Of the remaining eleven, four (one third !!) are assigned to Yoon Suk-yeol, the opposition presidential candidate. In late October, the latest investigation began with allegations that he ordered prosecutors to document judges’ tendencies when he was prosecutor general.  The CIO is scrutinizing Yoon, hoping that some of the suspicions raised against him will be confirmed, but there is nothing to show for now. On their behalf, a request to arrest prosecutors suspected of having asked the opposition Power of the People Party to file criminal complaints against members of the ruling Democratic Party of Korea was dismissed by the court for lack of evidence.

At the same time, South Korean Seongnamgate, in which the ex-governor of Gyeonggi Province may be involved, and the ruling party’s presidential candidate Lee Jae-myung, the agency returned to the prosecutor’s office. The suspected abuser of the head of the Seoul Central District Prosecutor’s Office, Lee Sung-yeon, the primary conductor of Moon’s line in this structure, was taken for interrogation in an official car in an environment that suggested ” special treatment “.

The methods  of the new body are also questionable, especially in the context of respect for press freedom. The department is suspected of seizing the results of a forensic examination of the official smartphone of the Supreme Prosecutor’s Office’s press secretary to examine her contacts with journalists on sensitive cases.

In December, this was supplemented by accusations that the office reviewed the recordings of telephone conversations of journalists and ordinary citizens who criticized the government and this structure. According to local telecommunications companies, the CIO received recordings of telephone conversations of at least 40 journalists from 13 media outlets, including representatives of conservative newspapers: six from the Chosun Ilbo and three from the Chuang Ilbo, as well as three journalists from the Munhwa Ilbo, who criticized the agency’s investigations into Yoon Suk-yeol allegations.

However, and this is interesting to the first one. The person who raised the issue was not a conservative. Kim Kyung-yul, the former Deputy Secretary-General of the NGO Lawyers for a Democratic Society, criticized Moon Jae-in’s administration.

The agency claims that due process was followed up, and it only verified the information of those who spoke on the phone with some of the people under investigation. “After confirming that reporters were in contact with suspects for business purposes, we excluded them from the subject of investigation.”

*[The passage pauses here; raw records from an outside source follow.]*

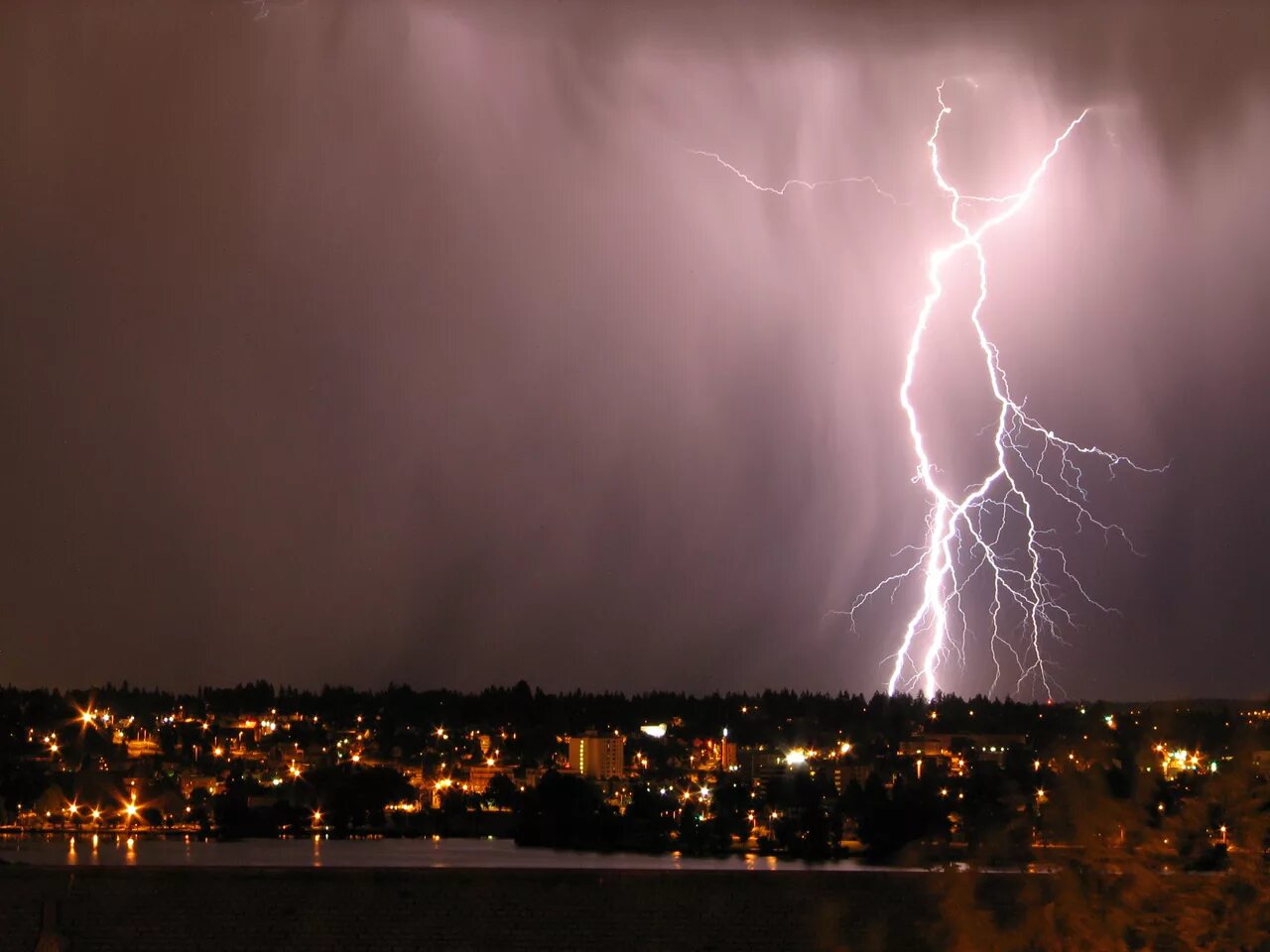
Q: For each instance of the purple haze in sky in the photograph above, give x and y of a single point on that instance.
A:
(411, 341)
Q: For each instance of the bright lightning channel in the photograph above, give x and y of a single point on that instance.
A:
(969, 527)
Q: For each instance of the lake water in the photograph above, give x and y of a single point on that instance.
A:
(116, 849)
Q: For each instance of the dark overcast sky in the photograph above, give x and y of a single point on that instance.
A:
(408, 341)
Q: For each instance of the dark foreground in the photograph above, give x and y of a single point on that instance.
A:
(460, 910)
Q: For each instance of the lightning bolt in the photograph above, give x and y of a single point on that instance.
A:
(799, 182)
(969, 530)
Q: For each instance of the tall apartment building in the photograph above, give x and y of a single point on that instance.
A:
(598, 756)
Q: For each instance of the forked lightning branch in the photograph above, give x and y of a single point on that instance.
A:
(983, 539)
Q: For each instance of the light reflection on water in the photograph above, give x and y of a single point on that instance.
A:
(111, 849)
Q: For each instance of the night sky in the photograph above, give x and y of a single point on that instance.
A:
(408, 340)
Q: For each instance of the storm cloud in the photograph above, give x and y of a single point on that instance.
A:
(412, 341)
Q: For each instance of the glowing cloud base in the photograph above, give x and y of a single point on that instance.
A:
(989, 529)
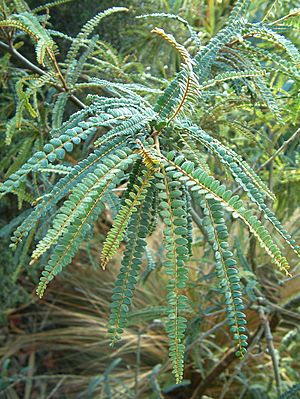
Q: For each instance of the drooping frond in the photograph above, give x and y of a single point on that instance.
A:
(68, 243)
(186, 59)
(95, 184)
(130, 268)
(121, 221)
(173, 213)
(65, 184)
(199, 181)
(246, 178)
(51, 4)
(227, 272)
(30, 24)
(192, 32)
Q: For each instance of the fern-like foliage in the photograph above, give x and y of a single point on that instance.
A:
(141, 132)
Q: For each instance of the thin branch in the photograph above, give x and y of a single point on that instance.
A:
(269, 339)
(284, 145)
(34, 68)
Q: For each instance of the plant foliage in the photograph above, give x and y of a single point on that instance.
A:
(156, 146)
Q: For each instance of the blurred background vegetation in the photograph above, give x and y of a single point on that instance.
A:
(57, 347)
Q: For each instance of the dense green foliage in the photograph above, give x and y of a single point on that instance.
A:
(167, 141)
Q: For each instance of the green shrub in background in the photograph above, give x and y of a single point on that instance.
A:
(169, 147)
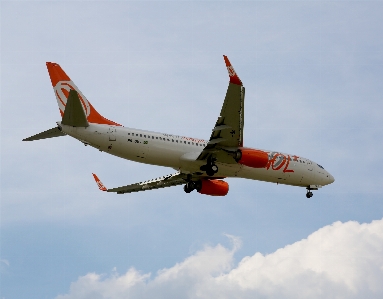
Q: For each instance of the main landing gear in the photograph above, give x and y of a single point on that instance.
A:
(190, 186)
(309, 194)
(211, 168)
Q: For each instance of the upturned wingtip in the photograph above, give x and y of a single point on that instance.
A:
(99, 183)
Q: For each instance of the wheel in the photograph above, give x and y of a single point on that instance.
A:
(210, 172)
(214, 168)
(187, 188)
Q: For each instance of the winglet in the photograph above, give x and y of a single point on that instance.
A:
(232, 74)
(99, 183)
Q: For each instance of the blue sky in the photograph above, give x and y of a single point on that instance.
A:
(312, 72)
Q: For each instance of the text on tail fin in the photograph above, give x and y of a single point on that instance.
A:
(62, 85)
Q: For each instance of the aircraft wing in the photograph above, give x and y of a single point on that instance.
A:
(228, 130)
(162, 182)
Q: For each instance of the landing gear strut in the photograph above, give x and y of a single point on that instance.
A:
(211, 168)
(309, 194)
(192, 185)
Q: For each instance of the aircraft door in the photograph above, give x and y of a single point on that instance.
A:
(112, 134)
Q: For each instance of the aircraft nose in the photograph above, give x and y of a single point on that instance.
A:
(329, 179)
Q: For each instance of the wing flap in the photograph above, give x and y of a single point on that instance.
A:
(162, 182)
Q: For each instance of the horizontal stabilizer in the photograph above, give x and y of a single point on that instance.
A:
(74, 114)
(55, 132)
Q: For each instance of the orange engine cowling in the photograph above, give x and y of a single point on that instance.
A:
(213, 187)
(253, 158)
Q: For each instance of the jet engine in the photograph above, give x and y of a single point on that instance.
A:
(252, 158)
(212, 187)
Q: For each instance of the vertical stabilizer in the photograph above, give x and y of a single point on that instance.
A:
(62, 85)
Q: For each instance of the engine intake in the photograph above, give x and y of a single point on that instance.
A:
(213, 187)
(252, 158)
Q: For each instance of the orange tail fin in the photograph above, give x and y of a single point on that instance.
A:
(62, 84)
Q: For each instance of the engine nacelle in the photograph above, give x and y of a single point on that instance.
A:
(252, 158)
(213, 187)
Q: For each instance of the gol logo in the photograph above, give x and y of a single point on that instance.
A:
(62, 89)
(231, 71)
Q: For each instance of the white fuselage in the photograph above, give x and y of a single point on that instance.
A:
(180, 153)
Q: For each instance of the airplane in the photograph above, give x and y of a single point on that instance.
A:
(200, 165)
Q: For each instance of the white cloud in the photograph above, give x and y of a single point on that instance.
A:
(342, 260)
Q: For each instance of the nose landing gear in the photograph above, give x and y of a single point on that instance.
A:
(211, 168)
(309, 194)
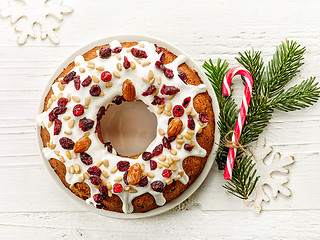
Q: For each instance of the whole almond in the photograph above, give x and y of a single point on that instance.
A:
(134, 174)
(174, 127)
(128, 90)
(82, 144)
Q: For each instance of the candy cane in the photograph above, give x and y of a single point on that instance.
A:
(226, 90)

However, when checking telephone records, the CIO obtains personal information, including the subscriber’s name, the resident’s registration number and address, and not just the phone numbers of incoming and outgoing calls. In turn, if the person whose telephone records have been verified contacts the telecommunications company, it must provide him with detailed information about when and which investigating authorities requested the data.

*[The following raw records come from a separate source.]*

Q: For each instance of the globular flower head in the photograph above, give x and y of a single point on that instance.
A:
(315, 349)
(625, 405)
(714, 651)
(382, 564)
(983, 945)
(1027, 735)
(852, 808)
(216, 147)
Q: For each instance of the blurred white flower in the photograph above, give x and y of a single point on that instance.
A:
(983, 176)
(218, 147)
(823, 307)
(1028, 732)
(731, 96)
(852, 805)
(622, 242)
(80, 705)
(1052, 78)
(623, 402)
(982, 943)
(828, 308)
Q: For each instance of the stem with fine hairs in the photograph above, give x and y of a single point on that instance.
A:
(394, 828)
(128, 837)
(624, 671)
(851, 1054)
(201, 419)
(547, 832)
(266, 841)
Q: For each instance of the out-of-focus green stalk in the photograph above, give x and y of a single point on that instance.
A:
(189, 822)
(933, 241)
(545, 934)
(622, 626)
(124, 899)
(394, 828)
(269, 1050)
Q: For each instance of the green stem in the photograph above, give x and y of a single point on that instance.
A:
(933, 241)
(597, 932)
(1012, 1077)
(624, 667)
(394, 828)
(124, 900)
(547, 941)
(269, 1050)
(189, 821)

However, Journalists are not high-level officials subject to CIO investigations. The Directorate declined to disclose what it wanted to verify from the telephone records.

In his inaugural speech on January 21, 2021, CIO chief Kim Jin-wook pledged to maintain political neutrality by fairly investigating corruption among senior government officials. Still, conservative media write that the Office undermined its value with incompetent and politically biased investigations. Now it is under suspicion of spying on journalists. Its meaning of existence is “fading away”. This is not so much about bias but about inefficiency. And the next president may disband the office as part of the factional struggle, as Moon did with Pak’s attempt to create an analogue of the Emergencies Ministry after the sinking of MV Sewol.

And if this happens, the hopes of the incumbent president that after leaving office, he will be tried by a special body filled with his supporters in advance are scattered like a morning haze.

Konstantin Asmolov, PhD in History, leading research fellow at the Center for Korean Studies of the Institute of the Far East at the Russian Academy of Sciences, exclusively for the online magazine “New Eastern Outlook”.